Luz da Noite - 5
Passaram-se quase três meses. Eu estava diferente de como havia chegado - havia ganho um pouco de peso, o suficiente para não parecer mais uma subnutrida, mas continuava muito magra. Não que a comida do orfanato fosse ruim, mas não tinha tanto apetite e tampouco estava acostumada à aqueles tipos de comida. Fruta era o que eu mais amava (na selva era o que mais comia) e era o que menos serviam. Insistiam em prender o meu cabelo, e eu insistia em mantê-lo solto. Naquele meio tempo, entretanto, as perguntas seguiam na minha cabeça: Onde estava papai? Estava bem? Sentia a minha falta tanto quanto eu sentia a falta dele? Estava à minha procura ou havia desistido? Iria um dia em busca de uma nova filha assim como eu fui em busca de novos pais? Bom, na verdade não fui em busca de nada, apenas disse "sim" quando me disseram que eu seria posta para adoção. E tive a sorte de ser escolhida por um casal de americanos e que viviam em uma cidade, segundo me disseram, lotada de parques de diversões. Eu nem sabia o que era um parque de diversão.
Estava prestes a fazer a minha primeira viagem longa e provavelmente a mais longa que faria na vida, e não sabia. John e Amy viriam me buscar não em Gana mas na África do Sul, em Joanesburgo, há quase quinze horas de distância. De Joanesburgo, pegaríamos um voo de quase vinte cinco horas para Miami, com escala em Madrid. De Miami, pegaríamos a estrada para finalmente chegarmos ao destino final. Era tempo suficiente para estabelecermos algum vínculo antes de eu ser apresentada ao meu novo lar e ao meu irmão. Também era tempo suficiente para eu me encher de vez de ficar trancada dentro de um avião. Mas desta vez, não seria tão ruim. Depois de encarar o longo trajeto de Acra para Joanesburgo, eu me encontraria com os meus novos pais. Para que não fosse um trajeto tão exaustivo para uma criança de oito anos recém adotada, passaríamos um dia em Joanesburgo para então pegarmos o voo para os Estados Unidos. No dia da viagem, tomei meu banho mais caprichado e me deram roupas novas – uma calça cor creme e uma blusa de malha verde escura. Elas haviam sido enviadas pelos Hamptons. Quando as recebi, me lembrei que certa vez haviam me perguntado qual era a minha cor favorita. Respondi verde.

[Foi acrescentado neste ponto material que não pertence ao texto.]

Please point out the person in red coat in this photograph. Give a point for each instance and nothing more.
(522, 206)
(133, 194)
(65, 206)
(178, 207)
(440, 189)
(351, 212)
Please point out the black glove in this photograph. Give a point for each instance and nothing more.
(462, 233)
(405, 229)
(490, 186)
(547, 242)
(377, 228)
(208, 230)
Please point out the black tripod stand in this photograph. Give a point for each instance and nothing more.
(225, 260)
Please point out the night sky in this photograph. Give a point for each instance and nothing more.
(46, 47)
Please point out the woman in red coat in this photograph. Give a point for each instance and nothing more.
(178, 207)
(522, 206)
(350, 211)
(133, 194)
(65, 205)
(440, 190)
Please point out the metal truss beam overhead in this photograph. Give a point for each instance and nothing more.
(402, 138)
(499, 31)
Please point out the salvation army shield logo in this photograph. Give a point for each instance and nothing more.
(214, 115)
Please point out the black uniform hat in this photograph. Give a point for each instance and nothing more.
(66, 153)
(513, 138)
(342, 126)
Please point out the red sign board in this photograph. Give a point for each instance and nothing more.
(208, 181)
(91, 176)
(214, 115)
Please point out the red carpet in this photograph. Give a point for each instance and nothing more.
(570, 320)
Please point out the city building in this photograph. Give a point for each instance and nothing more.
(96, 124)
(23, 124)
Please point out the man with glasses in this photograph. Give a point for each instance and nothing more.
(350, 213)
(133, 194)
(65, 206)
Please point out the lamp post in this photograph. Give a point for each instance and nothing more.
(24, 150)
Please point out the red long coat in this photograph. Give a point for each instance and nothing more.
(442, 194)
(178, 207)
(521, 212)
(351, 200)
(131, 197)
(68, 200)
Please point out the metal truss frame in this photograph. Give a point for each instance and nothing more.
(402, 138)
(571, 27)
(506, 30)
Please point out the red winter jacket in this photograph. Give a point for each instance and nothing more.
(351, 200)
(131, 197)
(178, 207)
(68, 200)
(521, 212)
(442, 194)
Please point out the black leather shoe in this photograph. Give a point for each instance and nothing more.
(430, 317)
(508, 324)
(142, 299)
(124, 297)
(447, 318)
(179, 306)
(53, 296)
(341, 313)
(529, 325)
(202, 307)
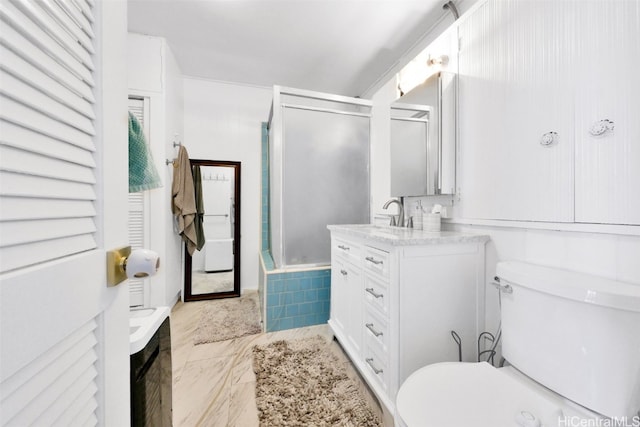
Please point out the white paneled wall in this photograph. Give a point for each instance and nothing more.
(153, 75)
(223, 122)
(527, 68)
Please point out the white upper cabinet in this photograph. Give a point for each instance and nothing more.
(608, 153)
(514, 89)
(534, 79)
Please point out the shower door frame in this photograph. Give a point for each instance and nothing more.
(276, 143)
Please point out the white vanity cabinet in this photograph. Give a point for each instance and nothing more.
(396, 295)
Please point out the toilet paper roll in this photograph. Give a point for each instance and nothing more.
(142, 263)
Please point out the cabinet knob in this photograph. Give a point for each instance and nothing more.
(601, 127)
(372, 292)
(373, 330)
(373, 260)
(548, 138)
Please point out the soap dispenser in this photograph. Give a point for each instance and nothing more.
(417, 216)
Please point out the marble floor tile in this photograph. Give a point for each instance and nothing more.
(214, 383)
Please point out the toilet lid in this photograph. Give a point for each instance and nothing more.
(475, 395)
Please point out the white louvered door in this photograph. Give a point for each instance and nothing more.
(62, 201)
(138, 224)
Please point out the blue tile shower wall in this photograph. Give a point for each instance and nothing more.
(297, 299)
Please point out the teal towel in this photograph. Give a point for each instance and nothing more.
(143, 174)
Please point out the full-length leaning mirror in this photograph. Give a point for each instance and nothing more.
(214, 271)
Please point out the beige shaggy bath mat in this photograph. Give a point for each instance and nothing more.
(226, 319)
(301, 383)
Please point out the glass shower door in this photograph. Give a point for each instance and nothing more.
(325, 179)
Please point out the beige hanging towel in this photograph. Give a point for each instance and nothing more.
(183, 200)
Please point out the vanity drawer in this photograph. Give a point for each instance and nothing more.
(377, 366)
(376, 295)
(376, 261)
(376, 332)
(347, 250)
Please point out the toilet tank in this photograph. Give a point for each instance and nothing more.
(577, 334)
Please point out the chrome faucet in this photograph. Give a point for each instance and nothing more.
(400, 222)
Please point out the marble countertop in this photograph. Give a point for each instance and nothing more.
(397, 236)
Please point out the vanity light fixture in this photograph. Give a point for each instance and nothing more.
(441, 61)
(419, 70)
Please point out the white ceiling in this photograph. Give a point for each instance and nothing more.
(336, 46)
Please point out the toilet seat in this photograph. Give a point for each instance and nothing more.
(453, 394)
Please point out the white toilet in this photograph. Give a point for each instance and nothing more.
(573, 343)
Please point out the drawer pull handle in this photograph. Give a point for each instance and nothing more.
(373, 331)
(372, 292)
(373, 260)
(370, 362)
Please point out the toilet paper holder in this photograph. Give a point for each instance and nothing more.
(123, 263)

No avião, sentada ao meu lado, minha acompanhante era uma mulher britânica de trinta e poucos anos chamada Katie. Embora tivesse gostado da cor da blusa, não resisti e me queixei dizendo "Pinica". Ela apenas sorriu e disse "Você vai se acostumar, assim como se acostumou aos sapatos." Ela me aconselhou a colocar o cabelo atrás da orelha, para que os meus novos pais pudessem ver melhor o meu rosto.
Não o fiz. Chegando ao aeroporto, o Sr. e a Sra. Hampton me esperavam de pé em uma salinha vip com uma salamandra de pelúcia, toda colorida. Acho que o fato de eles estarem de pé significava que estavam ansiosos demais para esperarem sentados. Pareciam estar mais nervosos do que eu, isso era certo, e acima de tudo, emocionados.
Mais tarde, John e Amy me contaram que tinham a consciência de que era aconselhável que não fossem com muita sede ao pote quando me vissem, o que significava não me encher de beijos e abraços logo no primeiro instante. Eu por outro lado, tinha sido instruída pela minha acompanhante a cumprimentar meus novos pais com um abraço e não me esquecer de dizer "obrigada" se me dessem algo. Eles se aproximaram devagar enquanto Katie me incentivava a ir ao encontro deles, mantendo a mão de leve em minhas costas. Enquanto a expressão de John e Amy era quase indescritível, a minha era séria.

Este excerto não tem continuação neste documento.